The FDA has also approved pembrolizumab to treat patients with inoperable metastatic tumors that have genetic features called microsatellite instability-high (MSI-H) or mismatch repair deficiency (dMMR). These features, which may prevent DNA in a cell to repair itself, may be found in some forms of bladder cancer.
Cancer vaccines are given to help prevent certain cancers, but they may also be used to treat bladder and other cancers by boosting the immune system.
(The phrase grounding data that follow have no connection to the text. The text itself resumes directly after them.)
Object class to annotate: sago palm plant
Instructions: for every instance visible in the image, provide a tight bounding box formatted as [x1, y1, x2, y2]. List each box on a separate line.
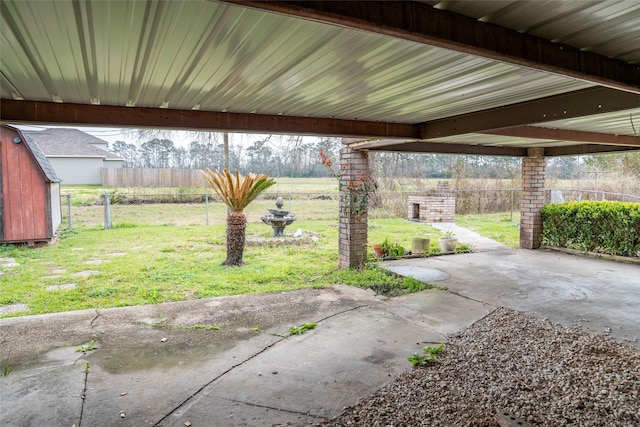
[202, 169, 276, 266]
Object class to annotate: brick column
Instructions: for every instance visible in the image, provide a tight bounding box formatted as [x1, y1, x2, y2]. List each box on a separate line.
[520, 147, 546, 249]
[338, 147, 369, 269]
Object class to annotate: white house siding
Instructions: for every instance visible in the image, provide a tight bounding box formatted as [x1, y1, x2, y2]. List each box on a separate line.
[47, 157, 105, 185]
[50, 182, 61, 232]
[103, 159, 124, 169]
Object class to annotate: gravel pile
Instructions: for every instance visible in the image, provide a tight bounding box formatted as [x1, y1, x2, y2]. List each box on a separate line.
[319, 307, 640, 426]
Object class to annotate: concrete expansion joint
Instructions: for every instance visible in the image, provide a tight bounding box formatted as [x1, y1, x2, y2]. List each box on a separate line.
[313, 302, 377, 324]
[153, 302, 376, 426]
[153, 336, 289, 426]
[78, 358, 90, 427]
[444, 289, 499, 310]
[217, 396, 325, 420]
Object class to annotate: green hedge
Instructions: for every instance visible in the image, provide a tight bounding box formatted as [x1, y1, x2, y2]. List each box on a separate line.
[541, 201, 640, 258]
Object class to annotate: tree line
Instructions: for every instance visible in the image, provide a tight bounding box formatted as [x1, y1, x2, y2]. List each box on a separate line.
[109, 132, 640, 180]
[110, 134, 344, 178]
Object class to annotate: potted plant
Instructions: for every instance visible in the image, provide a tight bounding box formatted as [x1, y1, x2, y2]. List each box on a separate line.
[372, 237, 390, 258]
[438, 228, 458, 252]
[373, 237, 406, 258]
[372, 243, 387, 258]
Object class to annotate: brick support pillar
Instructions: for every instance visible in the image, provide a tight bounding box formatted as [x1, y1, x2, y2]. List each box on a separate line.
[338, 147, 369, 269]
[520, 147, 546, 249]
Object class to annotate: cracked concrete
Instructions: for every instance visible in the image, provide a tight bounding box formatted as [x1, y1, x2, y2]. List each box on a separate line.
[1, 229, 639, 426]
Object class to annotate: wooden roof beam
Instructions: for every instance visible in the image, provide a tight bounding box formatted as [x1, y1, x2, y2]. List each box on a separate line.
[546, 144, 640, 157]
[0, 99, 419, 139]
[226, 1, 640, 93]
[482, 126, 640, 147]
[419, 87, 640, 139]
[354, 140, 528, 157]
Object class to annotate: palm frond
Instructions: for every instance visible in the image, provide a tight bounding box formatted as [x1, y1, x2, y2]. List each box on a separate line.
[201, 168, 276, 211]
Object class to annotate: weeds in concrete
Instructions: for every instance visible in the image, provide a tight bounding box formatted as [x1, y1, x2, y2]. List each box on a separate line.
[176, 324, 221, 331]
[251, 322, 317, 338]
[2, 353, 10, 376]
[289, 322, 317, 335]
[146, 322, 222, 331]
[76, 340, 98, 354]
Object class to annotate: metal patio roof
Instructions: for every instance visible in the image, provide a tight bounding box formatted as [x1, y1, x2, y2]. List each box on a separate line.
[1, 0, 639, 156]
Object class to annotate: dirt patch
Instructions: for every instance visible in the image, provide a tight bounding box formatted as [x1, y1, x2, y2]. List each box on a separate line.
[45, 284, 77, 291]
[0, 304, 29, 316]
[0, 257, 19, 268]
[72, 270, 100, 277]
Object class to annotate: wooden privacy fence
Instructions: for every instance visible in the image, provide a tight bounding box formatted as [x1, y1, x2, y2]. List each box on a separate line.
[102, 168, 207, 188]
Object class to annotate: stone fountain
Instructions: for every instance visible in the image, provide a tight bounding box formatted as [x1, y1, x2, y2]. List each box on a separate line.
[261, 196, 296, 237]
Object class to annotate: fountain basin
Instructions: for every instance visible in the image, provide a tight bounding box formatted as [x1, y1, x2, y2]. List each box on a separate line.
[261, 214, 296, 237]
[261, 197, 296, 236]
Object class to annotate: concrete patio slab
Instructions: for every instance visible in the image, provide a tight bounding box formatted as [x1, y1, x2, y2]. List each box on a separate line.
[1, 228, 638, 426]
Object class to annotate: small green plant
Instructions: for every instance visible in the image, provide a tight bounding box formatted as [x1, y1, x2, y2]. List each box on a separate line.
[76, 340, 98, 353]
[2, 353, 10, 376]
[84, 361, 90, 374]
[289, 322, 317, 335]
[152, 322, 222, 331]
[442, 227, 456, 238]
[379, 237, 406, 257]
[192, 324, 221, 330]
[455, 242, 474, 253]
[408, 344, 445, 366]
[379, 237, 393, 254]
[388, 244, 406, 257]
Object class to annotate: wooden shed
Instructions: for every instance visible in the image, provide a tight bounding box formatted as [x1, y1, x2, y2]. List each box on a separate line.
[0, 125, 62, 244]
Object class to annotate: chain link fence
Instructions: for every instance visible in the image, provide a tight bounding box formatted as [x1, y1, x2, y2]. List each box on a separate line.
[59, 188, 639, 230]
[59, 192, 339, 229]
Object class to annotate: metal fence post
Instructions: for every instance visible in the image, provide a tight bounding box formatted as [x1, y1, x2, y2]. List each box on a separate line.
[205, 193, 209, 225]
[66, 193, 73, 229]
[510, 189, 514, 222]
[104, 192, 112, 230]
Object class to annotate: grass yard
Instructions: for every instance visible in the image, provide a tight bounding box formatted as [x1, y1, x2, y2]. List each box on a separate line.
[455, 212, 521, 248]
[1, 191, 521, 318]
[0, 216, 440, 318]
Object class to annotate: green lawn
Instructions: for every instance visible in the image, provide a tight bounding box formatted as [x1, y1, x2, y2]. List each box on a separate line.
[1, 204, 521, 318]
[0, 217, 437, 318]
[456, 212, 521, 248]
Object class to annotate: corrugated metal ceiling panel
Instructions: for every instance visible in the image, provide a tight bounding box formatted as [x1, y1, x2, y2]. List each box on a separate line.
[427, 1, 640, 64]
[536, 108, 640, 136]
[1, 0, 593, 124]
[430, 107, 640, 149]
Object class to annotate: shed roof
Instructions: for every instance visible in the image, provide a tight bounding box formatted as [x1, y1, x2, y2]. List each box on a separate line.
[22, 128, 123, 160]
[3, 125, 61, 183]
[1, 1, 638, 156]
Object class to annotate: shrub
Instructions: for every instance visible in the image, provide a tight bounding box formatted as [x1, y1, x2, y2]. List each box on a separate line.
[541, 201, 640, 257]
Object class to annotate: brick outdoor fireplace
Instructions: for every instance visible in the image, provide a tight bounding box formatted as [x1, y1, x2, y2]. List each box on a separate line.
[408, 181, 456, 223]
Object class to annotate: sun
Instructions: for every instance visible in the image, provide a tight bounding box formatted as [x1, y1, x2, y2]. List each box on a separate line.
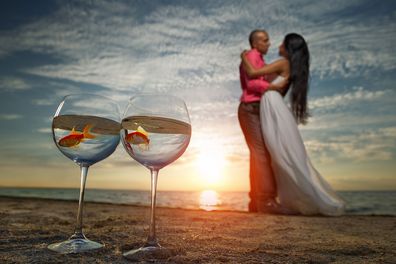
[196, 146, 226, 185]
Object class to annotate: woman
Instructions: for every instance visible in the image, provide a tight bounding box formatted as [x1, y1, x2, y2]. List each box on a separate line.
[241, 33, 345, 216]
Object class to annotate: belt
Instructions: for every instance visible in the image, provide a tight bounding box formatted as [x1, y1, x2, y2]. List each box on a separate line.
[241, 101, 260, 105]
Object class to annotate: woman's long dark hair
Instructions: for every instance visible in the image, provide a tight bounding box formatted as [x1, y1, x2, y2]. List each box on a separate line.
[284, 33, 310, 124]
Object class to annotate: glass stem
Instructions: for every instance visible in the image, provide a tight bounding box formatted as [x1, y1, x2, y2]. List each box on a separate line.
[146, 168, 159, 247]
[72, 165, 89, 239]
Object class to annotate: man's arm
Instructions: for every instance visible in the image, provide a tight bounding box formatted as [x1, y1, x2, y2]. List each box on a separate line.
[267, 78, 290, 96]
[243, 51, 270, 94]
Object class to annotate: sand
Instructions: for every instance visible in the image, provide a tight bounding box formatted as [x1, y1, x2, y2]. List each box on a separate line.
[0, 196, 395, 263]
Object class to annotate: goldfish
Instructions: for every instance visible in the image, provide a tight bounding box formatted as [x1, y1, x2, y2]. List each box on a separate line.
[58, 124, 96, 147]
[125, 126, 150, 147]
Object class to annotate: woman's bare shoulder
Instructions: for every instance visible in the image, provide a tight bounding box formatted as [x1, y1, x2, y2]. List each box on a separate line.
[267, 58, 289, 75]
[271, 58, 289, 66]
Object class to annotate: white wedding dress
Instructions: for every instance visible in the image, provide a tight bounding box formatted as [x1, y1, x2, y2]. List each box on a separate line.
[260, 76, 345, 216]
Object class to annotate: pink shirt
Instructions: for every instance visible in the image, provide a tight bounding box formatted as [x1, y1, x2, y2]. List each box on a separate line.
[239, 49, 270, 103]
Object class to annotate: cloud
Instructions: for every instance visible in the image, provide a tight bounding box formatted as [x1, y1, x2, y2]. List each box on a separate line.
[309, 86, 389, 109]
[288, 0, 364, 16]
[299, 86, 396, 131]
[0, 114, 23, 120]
[32, 99, 54, 106]
[30, 81, 85, 107]
[305, 126, 396, 164]
[37, 128, 52, 133]
[0, 0, 395, 191]
[0, 77, 31, 92]
[0, 136, 58, 166]
[302, 113, 396, 131]
[0, 0, 393, 94]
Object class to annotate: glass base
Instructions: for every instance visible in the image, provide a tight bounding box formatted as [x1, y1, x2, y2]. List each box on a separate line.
[48, 238, 104, 254]
[123, 244, 173, 261]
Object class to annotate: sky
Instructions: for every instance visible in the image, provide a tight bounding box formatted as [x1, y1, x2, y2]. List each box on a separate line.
[0, 0, 395, 192]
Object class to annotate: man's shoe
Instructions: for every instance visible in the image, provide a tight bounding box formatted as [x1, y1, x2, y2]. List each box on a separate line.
[257, 199, 298, 215]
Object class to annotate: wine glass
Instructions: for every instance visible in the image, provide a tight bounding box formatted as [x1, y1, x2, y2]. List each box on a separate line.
[121, 94, 191, 260]
[48, 94, 121, 254]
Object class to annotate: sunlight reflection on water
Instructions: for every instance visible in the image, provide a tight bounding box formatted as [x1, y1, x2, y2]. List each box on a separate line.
[0, 188, 394, 215]
[199, 190, 221, 211]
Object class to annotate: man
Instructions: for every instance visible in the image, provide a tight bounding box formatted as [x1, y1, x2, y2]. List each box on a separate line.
[238, 29, 285, 214]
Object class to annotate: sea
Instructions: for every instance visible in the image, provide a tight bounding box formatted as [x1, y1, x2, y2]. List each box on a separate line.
[0, 188, 395, 216]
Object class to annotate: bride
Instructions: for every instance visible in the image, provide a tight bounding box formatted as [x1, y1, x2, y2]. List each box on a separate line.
[241, 33, 345, 216]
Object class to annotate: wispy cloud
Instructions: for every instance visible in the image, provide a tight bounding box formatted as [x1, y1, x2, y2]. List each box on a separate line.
[0, 77, 31, 92]
[309, 86, 389, 109]
[306, 126, 396, 164]
[0, 0, 395, 190]
[37, 128, 52, 133]
[307, 19, 396, 79]
[0, 114, 23, 120]
[31, 81, 84, 106]
[0, 0, 393, 93]
[303, 113, 396, 131]
[32, 99, 54, 106]
[300, 86, 396, 131]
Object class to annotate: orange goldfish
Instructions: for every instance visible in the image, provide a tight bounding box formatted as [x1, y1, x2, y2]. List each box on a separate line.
[126, 126, 150, 146]
[58, 124, 96, 147]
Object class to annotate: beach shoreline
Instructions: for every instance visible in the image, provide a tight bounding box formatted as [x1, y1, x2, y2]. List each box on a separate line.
[1, 196, 395, 263]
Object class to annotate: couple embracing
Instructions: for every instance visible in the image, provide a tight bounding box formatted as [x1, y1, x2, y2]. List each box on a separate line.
[238, 29, 345, 216]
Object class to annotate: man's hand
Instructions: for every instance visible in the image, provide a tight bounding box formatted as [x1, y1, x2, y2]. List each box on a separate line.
[240, 50, 248, 60]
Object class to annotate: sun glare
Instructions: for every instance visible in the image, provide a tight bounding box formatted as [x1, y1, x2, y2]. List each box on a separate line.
[197, 146, 226, 185]
[199, 190, 221, 211]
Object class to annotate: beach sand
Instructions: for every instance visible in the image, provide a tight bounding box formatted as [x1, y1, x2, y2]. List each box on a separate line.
[0, 196, 395, 263]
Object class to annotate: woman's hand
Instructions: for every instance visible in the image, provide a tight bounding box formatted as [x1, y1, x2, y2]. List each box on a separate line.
[267, 77, 290, 96]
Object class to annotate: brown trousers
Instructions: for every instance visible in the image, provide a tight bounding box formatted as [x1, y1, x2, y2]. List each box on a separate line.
[238, 102, 276, 211]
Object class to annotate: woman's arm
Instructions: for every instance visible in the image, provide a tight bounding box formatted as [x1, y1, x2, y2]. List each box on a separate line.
[241, 51, 285, 78]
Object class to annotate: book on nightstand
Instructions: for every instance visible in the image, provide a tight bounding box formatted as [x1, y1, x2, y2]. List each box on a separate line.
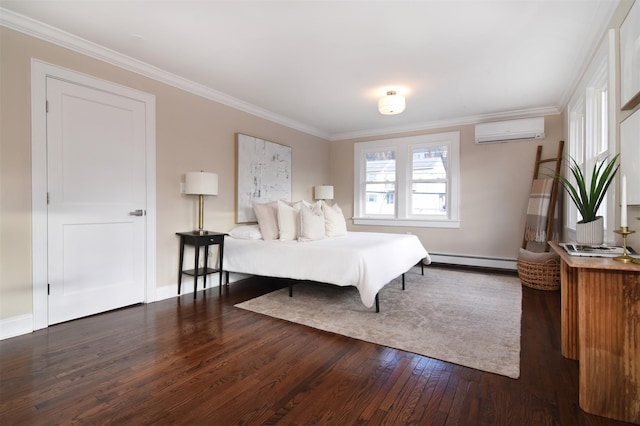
[560, 243, 637, 258]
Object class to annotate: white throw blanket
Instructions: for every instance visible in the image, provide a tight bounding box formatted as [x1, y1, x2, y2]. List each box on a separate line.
[224, 232, 430, 308]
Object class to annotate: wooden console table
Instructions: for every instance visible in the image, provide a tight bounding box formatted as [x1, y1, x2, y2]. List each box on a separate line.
[549, 241, 640, 424]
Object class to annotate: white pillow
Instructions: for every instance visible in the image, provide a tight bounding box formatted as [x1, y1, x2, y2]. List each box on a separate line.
[229, 224, 262, 240]
[299, 202, 325, 242]
[322, 201, 347, 237]
[277, 200, 303, 241]
[252, 201, 279, 240]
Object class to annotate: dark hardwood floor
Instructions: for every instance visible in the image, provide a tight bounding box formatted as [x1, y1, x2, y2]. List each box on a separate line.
[0, 267, 635, 425]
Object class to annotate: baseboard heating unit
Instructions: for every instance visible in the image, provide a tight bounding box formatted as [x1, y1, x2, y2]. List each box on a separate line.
[429, 253, 517, 271]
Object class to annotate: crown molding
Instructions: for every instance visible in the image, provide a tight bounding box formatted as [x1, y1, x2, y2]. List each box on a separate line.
[330, 106, 561, 141]
[0, 8, 330, 140]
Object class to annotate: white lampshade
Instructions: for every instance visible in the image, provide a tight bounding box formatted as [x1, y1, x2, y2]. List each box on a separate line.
[314, 185, 334, 200]
[185, 171, 218, 195]
[378, 91, 406, 115]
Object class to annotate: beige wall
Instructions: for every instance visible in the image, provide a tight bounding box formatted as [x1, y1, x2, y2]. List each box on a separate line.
[0, 27, 330, 321]
[330, 115, 564, 260]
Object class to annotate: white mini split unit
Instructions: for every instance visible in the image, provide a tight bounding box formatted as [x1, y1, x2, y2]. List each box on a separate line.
[475, 117, 545, 144]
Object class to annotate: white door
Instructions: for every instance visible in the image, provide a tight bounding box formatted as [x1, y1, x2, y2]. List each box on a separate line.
[47, 77, 147, 325]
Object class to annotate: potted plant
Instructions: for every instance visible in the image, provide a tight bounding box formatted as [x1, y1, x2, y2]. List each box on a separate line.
[557, 154, 619, 245]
The Bacillus Calmette–Guérin (BCG) vaccine (Tice® or TheraCys®), originally developed for tuberculosis, is approved to treat bladder cancer. BCG is a live bacteria injected into the bladder that attracts immune cells, which then attack cancer cells.
Immunotherapy may not be recommended for all patients, and responses to the treatment may vary widely. Immunotherapy may also be used in combination with other treatments such as surgery or chemotherapy.